Deriving from the findings of the National Bureau of Statistics cited above and from our own experience, this programme is targeted at:

  • Adults and adolescents (15 years and above) who have never been to school and cannot read or write
  • Adults and adolescents (15 years and above) who are above school going age but have notachieved required basic competencies in reading, writing and numeracy.


Qualified adults receive First School Leaving Certificates, FSLC.

Adults in rural communities acquire basic literacy, numeracy, vocational, family life and health skills.

Specifically, the programme is targeted at rural women, peasant farmers, market women and men, girl-child and out- of -school boys, illiterate and semi-skilled workers and artisans.

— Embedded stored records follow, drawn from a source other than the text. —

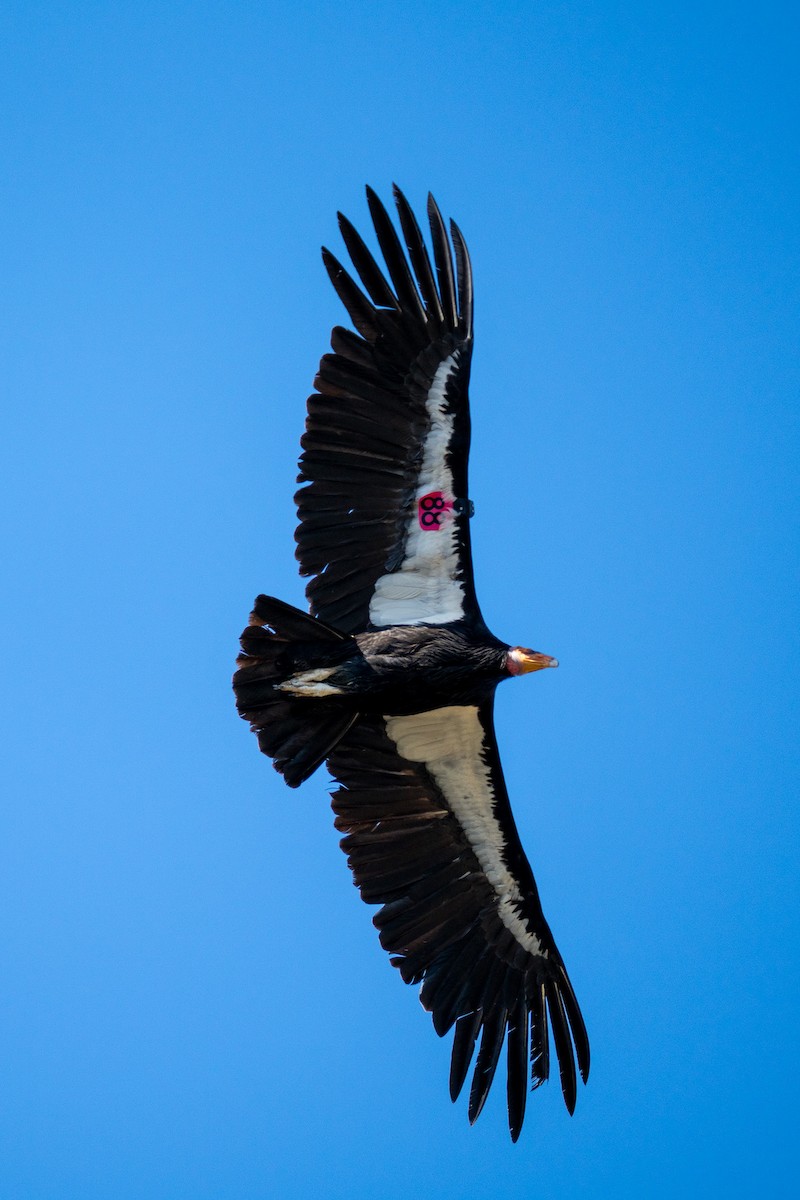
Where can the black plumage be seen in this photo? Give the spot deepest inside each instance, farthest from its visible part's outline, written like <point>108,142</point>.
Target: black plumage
<point>391,677</point>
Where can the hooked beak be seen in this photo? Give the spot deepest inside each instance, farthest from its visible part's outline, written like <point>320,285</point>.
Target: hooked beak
<point>522,661</point>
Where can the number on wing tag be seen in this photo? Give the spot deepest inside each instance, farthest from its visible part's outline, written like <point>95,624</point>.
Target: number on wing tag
<point>431,509</point>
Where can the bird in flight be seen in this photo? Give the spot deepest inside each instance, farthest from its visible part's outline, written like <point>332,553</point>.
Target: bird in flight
<point>390,678</point>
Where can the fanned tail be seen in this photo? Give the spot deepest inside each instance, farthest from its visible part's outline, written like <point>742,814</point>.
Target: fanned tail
<point>298,733</point>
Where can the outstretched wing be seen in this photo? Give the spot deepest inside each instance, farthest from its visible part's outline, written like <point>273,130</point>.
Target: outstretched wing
<point>384,511</point>
<point>431,837</point>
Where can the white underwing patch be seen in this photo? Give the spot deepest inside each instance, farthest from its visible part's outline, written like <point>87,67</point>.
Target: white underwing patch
<point>425,588</point>
<point>311,683</point>
<point>451,744</point>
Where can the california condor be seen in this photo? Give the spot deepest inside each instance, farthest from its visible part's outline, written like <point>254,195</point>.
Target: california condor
<point>391,678</point>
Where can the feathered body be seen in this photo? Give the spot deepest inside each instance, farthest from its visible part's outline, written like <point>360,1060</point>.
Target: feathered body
<point>391,677</point>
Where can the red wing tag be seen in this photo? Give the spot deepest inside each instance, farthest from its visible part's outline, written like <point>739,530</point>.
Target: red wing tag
<point>431,510</point>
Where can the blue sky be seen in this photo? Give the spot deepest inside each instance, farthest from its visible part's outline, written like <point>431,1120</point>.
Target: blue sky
<point>193,1002</point>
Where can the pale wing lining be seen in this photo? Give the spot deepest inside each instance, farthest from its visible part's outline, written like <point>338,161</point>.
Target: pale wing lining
<point>425,588</point>
<point>451,744</point>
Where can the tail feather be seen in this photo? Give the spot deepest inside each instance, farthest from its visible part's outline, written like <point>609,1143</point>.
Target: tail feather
<point>296,732</point>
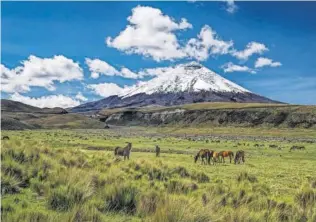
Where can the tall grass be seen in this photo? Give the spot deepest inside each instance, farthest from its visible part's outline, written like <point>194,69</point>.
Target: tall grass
<point>41,183</point>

To promote sustainable livelihood in rural communities in Nigeria by transferring basic literacy, numeracy, vocational, family life and health skills to adult men and women who did not receive formal education earlier in life. To facilitate acquisition of basic school certificate and consequent expansion of earning potentials by adults in rural communities in Nigeria who did not receive or complete formal basic education in the past.

Over 6000 adult learners have passed through the Foundation’s adult literacy programme. A very good number of them are now able to function effectively in the different domains of learning: Cognitive, Affective and Psychomotor. Thus, they are now able to manipulate their phones and communicate with their loved ones, able to operate simple arithmetical operations to enhance their business and vocational operations and able to engage in various other crafts, perform their civic duties and commune more effectively with their God. One of our adult learners, Mrs Chucks considers herself one of the greatest achievers of all time. Read her story here.


  • July 5, 2012

The first batch of the Foundation adult learners sat for the First School Leaving Certificate Exam (FSLC). Learners were registered for free by the Foundation to sit for the exam.

  • July 4, 2013

Second batch of our adult learners sat for the First School Leaving Certificate Exam (FSLC).

  • July 17, 2014

Third batch of adult learners sat for the First School Leaving Certificate Examination.

The examinations were moderated and invigilated by Examination Development Center (EDC), Enugu

  • May 17, 2014

The Foundation celebrated her maiden Adult Literacy Day to graduate the 2012 and 2013 (1st and 2nd batches) of the adult learners. The ceremony was witnessed by the Chairman of Ikeoha Foundation, Distinguished Senator Ike Ekweremadu, CFR, Trustees of the Foundation, Directors from the National Agency for Mass Literacy, Adult and Non-Formal Education, NMEC, prominent Nigerians and members of the public. It was indeed an epochal event. Our graduating adult learners received their testimonials and FSLC Certificates and empowerment prizes. The event featured match past, recitations, debate, cultural dance, craft exhibition, drama and spelling bee competition by the learners.


The Enugu State Agency for Mass Literacy collaborates with the foundation to ensure continuous success of the programme through monitoring, evaluation and counseling.